On the other hand, studies in patients with IBD have failed to show any improvement from supplementation. And there isn’t enough evidence to make a call for Crohn’s Disease or other gastrointestinal conditions. So in the absence of very extreme disease states, there isn’t much evidence that glutamine will improve gut function. The fact that something helps a very sick person does not mean it will do anything for a healthy person.
Glutamine and Sugar Cravings
Here’s the section you really wanted to know about. There’s a persistent line in low-carb and Paleo circles that L-glutamine is an instant quencher for sugar cravings. But if you read around, you’ll notice something suspiciously absent: sources.
Here’s what we know from the research:
- When blood sugar is low, glutamine is easy to convert to glucose. In this study, glutamine was even better than pure glucose in treating hypoglycemia (although this study found the opposite was true in diabetics!).
- Glutamine may help in improving insulin sensitivity.
Then there’s a lot of anecdotal evidence from people who have used glutamine for cravings – but considering that this kind of evidence is prone to biased reporting and the placebo effect, it doesn’t count as hard science.
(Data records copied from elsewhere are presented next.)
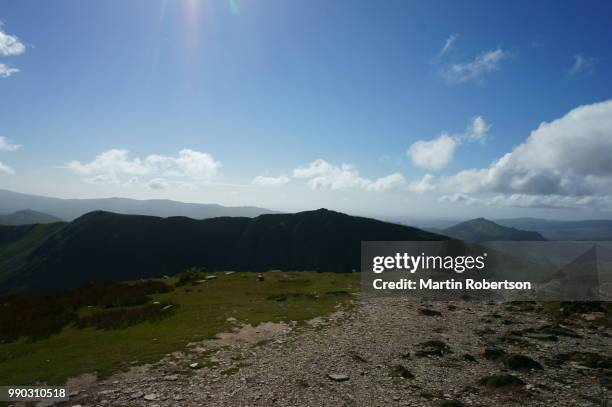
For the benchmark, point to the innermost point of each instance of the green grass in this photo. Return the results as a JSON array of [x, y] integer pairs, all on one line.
[[27, 237], [201, 313]]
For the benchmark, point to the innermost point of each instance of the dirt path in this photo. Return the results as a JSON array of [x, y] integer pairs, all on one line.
[[378, 355]]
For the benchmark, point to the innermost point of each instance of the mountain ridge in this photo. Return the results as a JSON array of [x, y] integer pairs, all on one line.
[[27, 217], [482, 229], [104, 247], [70, 209]]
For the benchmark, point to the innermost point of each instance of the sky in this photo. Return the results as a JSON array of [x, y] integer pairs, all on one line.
[[397, 110]]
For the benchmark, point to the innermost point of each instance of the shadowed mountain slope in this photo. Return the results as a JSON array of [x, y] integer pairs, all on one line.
[[597, 229], [105, 247]]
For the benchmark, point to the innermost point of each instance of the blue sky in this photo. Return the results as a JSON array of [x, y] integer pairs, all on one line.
[[356, 106]]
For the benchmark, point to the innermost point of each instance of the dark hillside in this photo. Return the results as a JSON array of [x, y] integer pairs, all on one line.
[[107, 247]]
It’s possible that glutamine hits the spot for carbohydrate cravings simply because it gets converted to glucose so fast. In other words, you basically are taking carbs when you’re taking glutamine. Protein in general also helps reduce sugar cravings, so it’s possible that glutamine just works because it’s protein. It’s also perfectly possible that there really is something special about glutamine – but there’s no evidence supporting this yet.
The upshot: if it helps you, there’s no harm in it – even if it’s just the placebo effect, an effective placebo sometimes does the job! But there’s not enough hard evidence to evaluate the claims about sugar cravings and glutamine for better or for worse.
Summing it Up
To make a long story short, the classification of glutamine as “conditionally essential” is pretty much spot on. Yes, it’s important. It’s even crucial. But healthy people can get plenty of glutamine through whole foods and by synthesizing it themselves. If you're eating plenty of animal protein, you're guaranteed to be getting all the essential amino acids you need, and that gives your body everything it needs to make all the glutamine it can use.
There’s no evidence that people who aren’t struggling with very serious diseases or injuries will see any benefit from glutamine supplements: your money would be better spent on high-quality animal protein from whole foods. On the other hand, if taking an L-glutamine supplement helps you personally manage sugar cravings, there's no reason to stop taking it, since it also hasn't been shown to cause any harm.